Il robot, veloce ed efficiente, lo fece entrare attraverso la porta girevole del palazzo. Salirono parecchi piani in ascensore. Emersero in un corridoio drappeggiato di velluti. Dopo una serie di pareti disposte l’una accanto all’altra a fisarmonica, il corridoio sfociava in una grande stanza dai mobili austeri.
Al centro della stanza, solo, un uomo non molto alto, coi capelli grigi ma senza l’ombra di una ruga. Il suo corpo non recava tracce delle malformazioni chirurgiche tanto comuni fra i terrestri. L’uomo gli rivolse un sorriso cortese.
«Sono il governatore generale Mellis», disse. La sua voce era forte e flessibile, un ottimo veicolo per discorsi in pubblico. «Vuole entrare?».
«Grazie», rispose Ewing. Entrò. La porta si chiuse immediatamente alle sue spalle.
Mellis, che arrivava appena a metà del petto di Ewing, si fece avanti e gli porse un bicchiere. Ewing lo accettò. Conteneva un liquido rossiccio, leggermente addizionato di anidride carbonica. Ewing sedette nella comoda poltrona che Mellis gli aveva indicato, poi alzò gli occhi a guardare l’altro, che restava in piedi.
«Non ha perso tempo. Mi ha mandato a chiamare subito», notò Ewing.
Il governatore generale scrollò le spalle con grazia. «Ho saputo del suo arrivo stamattina. Non succede spesso che l’ambasciatore di una colonia giunga sulla Terra. A dire il vero…» Parve sospirare. «…Lei è il primo in più di trecento anni. Sa che ha scatenato una curiosità notevole?».
«Lo so benissimo». Ewing bevve un po’ di liquore con aria distratta. Un caldo piacevole gli scese in gola. «Avevo intenzione di mettermi in contatto con lei domani, o magari domani l’altro. Ma mi è stato risparmiato il fastidio».

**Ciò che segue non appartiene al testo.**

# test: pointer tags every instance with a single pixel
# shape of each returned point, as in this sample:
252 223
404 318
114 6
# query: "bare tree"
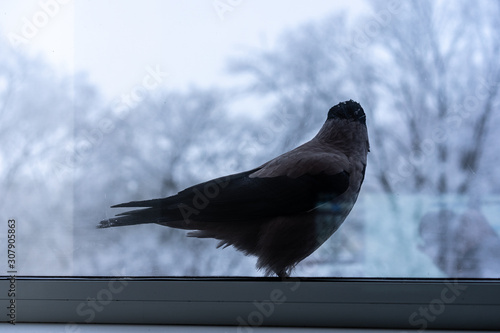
428 77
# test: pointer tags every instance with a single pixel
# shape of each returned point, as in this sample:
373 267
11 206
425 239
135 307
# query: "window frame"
249 302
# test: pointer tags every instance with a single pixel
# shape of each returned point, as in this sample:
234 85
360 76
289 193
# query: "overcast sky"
116 41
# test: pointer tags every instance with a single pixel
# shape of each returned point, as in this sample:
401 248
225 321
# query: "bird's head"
349 110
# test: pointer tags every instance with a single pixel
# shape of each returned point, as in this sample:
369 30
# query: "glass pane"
107 103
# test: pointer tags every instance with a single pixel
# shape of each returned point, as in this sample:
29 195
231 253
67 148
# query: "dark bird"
281 211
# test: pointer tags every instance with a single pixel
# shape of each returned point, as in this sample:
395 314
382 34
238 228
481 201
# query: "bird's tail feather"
121 221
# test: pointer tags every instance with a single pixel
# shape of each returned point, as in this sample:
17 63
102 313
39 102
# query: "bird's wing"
246 197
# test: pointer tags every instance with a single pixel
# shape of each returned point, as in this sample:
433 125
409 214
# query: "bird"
281 211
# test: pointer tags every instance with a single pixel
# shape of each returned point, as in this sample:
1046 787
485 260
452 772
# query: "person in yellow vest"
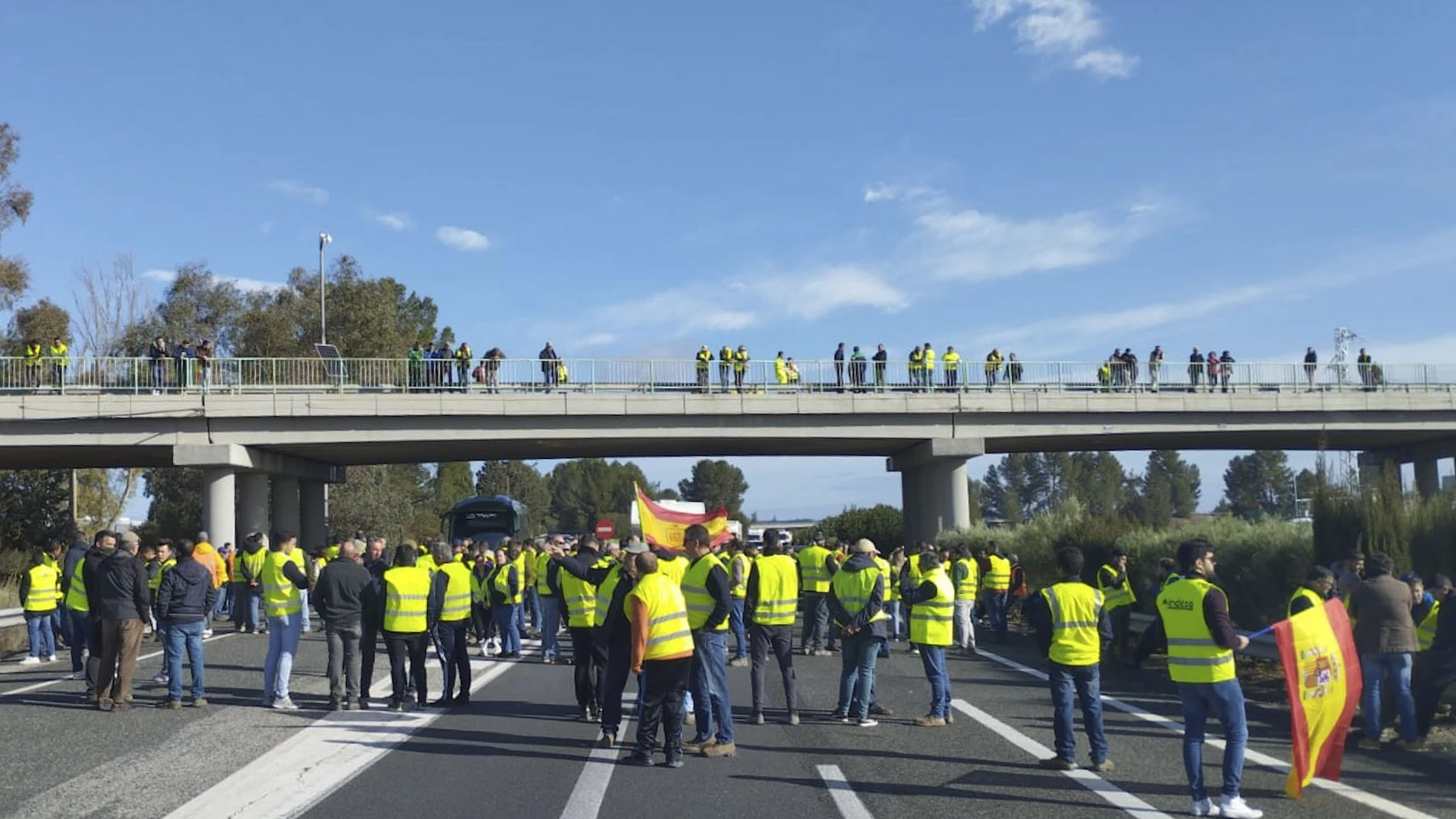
284 582
60 361
663 655
1318 585
1119 597
857 601
1193 624
408 620
932 631
817 566
32 364
705 361
451 597
38 587
1072 621
953 369
966 575
742 558
769 607
710 600
996 584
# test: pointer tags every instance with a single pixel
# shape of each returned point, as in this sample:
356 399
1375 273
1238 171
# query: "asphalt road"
519 751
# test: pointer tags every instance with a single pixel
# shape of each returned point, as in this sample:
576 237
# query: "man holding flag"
1193 623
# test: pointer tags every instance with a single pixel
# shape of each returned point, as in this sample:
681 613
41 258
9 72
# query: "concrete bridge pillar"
286 503
218 517
313 526
252 505
933 489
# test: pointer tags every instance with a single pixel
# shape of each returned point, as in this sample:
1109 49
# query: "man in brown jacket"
1385 637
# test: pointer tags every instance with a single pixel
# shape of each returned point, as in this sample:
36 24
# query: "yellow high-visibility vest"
667 632
695 592
1075 611
778 591
1193 657
457 594
407 600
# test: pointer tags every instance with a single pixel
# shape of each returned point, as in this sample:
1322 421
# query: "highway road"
519 751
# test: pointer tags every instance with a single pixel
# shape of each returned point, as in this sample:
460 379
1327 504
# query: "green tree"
524 483
1258 485
15 207
715 483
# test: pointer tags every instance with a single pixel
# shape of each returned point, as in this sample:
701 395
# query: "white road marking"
320 758
1094 783
67 678
1279 765
844 796
596 775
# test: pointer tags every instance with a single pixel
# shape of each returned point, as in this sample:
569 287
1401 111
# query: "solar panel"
333 361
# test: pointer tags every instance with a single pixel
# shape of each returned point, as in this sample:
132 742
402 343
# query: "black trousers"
781 639
664 684
407 647
589 662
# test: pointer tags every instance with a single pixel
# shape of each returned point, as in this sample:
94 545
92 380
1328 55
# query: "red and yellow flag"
664 527
1323 676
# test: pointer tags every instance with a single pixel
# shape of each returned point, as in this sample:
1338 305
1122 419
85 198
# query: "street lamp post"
323 317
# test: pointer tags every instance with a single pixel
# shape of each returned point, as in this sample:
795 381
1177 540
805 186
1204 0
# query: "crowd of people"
680 618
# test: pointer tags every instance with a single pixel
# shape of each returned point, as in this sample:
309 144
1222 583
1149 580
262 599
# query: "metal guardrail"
142 375
1261 647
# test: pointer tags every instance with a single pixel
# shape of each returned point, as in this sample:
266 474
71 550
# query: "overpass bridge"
271 432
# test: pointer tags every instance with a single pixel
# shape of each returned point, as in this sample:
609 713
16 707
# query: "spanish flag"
664 529
1323 676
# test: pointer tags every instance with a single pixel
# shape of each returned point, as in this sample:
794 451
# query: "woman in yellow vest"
407 621
663 655
932 631
1071 621
38 600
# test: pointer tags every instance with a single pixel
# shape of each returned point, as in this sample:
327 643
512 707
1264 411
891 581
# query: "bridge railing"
142 375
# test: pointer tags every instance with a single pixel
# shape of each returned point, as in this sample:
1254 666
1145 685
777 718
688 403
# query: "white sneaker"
1235 808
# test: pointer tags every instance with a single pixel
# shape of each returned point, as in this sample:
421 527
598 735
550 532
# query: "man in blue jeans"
184 600
1072 624
1385 639
1193 624
710 600
857 601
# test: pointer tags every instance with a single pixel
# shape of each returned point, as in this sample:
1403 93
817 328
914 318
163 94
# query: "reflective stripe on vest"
1193 657
1116 598
41 595
854 591
1075 611
998 574
407 600
695 592
281 597
457 594
1426 632
778 591
667 633
815 572
966 588
931 621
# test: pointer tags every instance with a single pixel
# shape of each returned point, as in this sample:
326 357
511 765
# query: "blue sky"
1048 176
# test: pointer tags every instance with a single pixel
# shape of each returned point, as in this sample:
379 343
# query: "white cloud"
393 221
979 246
299 191
1067 29
248 286
464 239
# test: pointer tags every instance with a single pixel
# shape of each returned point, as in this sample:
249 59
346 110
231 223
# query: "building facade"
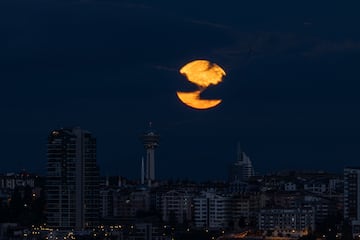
352 197
211 211
72 183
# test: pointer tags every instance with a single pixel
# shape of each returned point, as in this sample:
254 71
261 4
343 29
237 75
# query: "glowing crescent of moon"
203 74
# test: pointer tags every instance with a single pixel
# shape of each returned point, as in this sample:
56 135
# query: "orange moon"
203 74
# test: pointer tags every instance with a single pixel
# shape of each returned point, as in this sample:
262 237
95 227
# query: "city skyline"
290 94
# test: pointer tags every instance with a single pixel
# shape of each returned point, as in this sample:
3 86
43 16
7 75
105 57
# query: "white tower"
150 140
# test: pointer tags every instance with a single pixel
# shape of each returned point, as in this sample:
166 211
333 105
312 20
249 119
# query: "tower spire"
150 140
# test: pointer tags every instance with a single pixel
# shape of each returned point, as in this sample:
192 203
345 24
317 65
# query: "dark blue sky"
291 94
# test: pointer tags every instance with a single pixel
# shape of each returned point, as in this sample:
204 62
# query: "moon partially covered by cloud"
202 73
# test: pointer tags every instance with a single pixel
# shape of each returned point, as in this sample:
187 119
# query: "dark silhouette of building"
72 186
150 140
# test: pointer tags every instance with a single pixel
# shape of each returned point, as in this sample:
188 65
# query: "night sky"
290 97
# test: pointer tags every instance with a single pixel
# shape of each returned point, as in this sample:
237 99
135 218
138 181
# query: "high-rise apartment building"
352 197
211 210
242 169
72 184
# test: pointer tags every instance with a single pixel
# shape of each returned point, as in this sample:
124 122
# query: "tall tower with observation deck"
150 139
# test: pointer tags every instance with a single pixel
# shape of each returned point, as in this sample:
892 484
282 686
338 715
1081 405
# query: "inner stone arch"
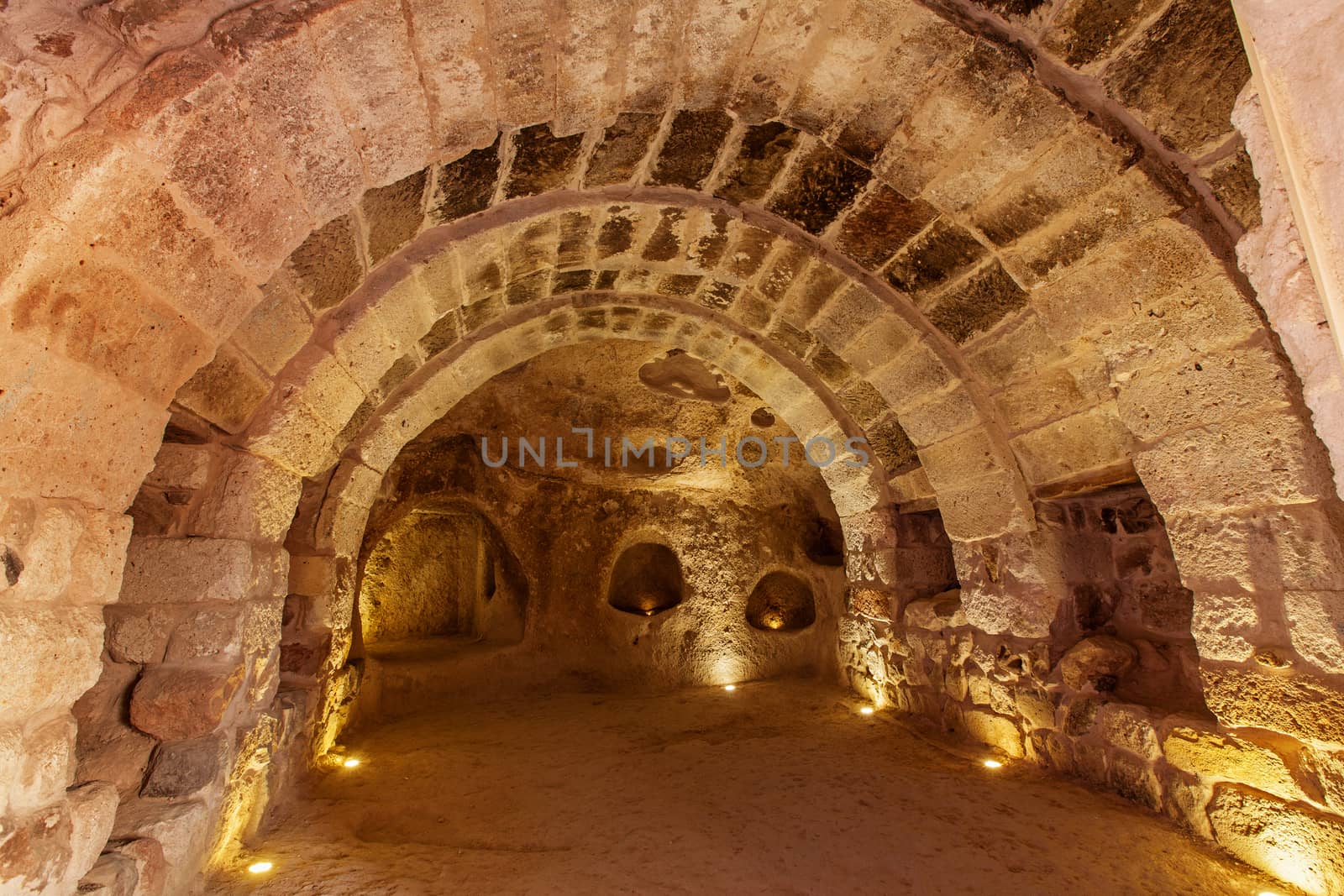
645 579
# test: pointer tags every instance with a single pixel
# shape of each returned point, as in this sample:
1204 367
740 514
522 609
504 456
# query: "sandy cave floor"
779 788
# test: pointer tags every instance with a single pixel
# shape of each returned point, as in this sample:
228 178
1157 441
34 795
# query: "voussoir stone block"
1215 757
198 570
1294 705
1304 846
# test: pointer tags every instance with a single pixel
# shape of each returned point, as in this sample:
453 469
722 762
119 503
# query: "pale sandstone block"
199 570
37 762
1303 846
1215 757
58 651
365 51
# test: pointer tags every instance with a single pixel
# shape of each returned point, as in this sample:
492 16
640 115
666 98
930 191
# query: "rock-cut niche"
645 580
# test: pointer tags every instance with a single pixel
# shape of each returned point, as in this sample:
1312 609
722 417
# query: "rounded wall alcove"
645 580
781 602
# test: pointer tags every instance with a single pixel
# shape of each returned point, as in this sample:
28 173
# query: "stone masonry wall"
1115 694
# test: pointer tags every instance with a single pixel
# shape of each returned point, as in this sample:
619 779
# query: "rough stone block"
1183 74
1214 757
226 391
542 161
457 81
249 499
93 808
1093 660
1263 458
1269 548
1316 626
1128 727
820 186
624 145
1092 441
761 156
185 768
996 731
138 633
382 85
181 831
183 703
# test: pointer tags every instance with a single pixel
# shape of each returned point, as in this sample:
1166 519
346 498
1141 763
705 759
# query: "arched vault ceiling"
960 228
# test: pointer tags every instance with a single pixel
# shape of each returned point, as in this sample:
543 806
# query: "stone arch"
150 202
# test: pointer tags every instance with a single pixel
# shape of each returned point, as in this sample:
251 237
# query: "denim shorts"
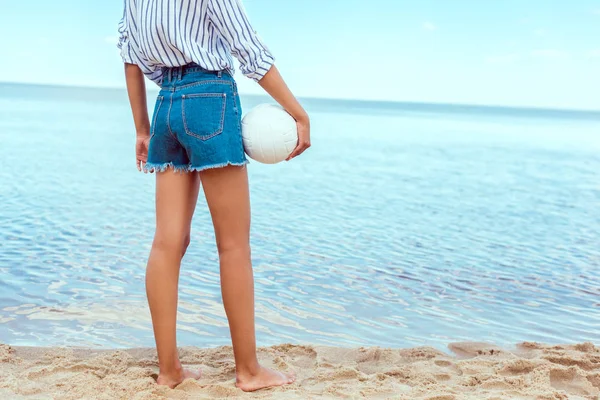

«La mia curiosità ha avuto la meglio», ammise Mellis con un sorriso. «Capisce, a livello di incontri ufficiali ho ben poco da fare».
«Per accorciare i tempi di questa visita, comincerò subito dall’inizio. Sono qui a chiedere l’aiuto della Terra per il mondo libero di Corwin, a nome del mio pianeta».
«Aiuto?». Il governatore generale parve allarmarsi.
«Ci troviamo di fronte a un’invasione di alieni da un’altra galassia», disse Ewing. Raccontò per sommi capi le distruzioni già operate dai Klodni, aggiungendo: «E abbiamo inviato diversi messaggi alla Terra per informarvi della situazione. Presumiamo che questi messaggi non siano mai giunti. Quindi, eccomi qui di persona a chiedere l’aiuto della Terra».
Mellis, prima di rispondere, si aggirò per la stanza a scatti, come un uccello impaziente. Poi si voltò all’improvviso, si calmò, e disse: «I messaggi non si sono persi per strada, signor Ewing».
«No?».
«Li abbiamo ricevuti e sono stati trasmessi al mio ufficio. Li ho letti».
«E non ha risposto», lo interruppe Ewing, in tono d’accusa. «Li ha volutamente ignorati. Perché?».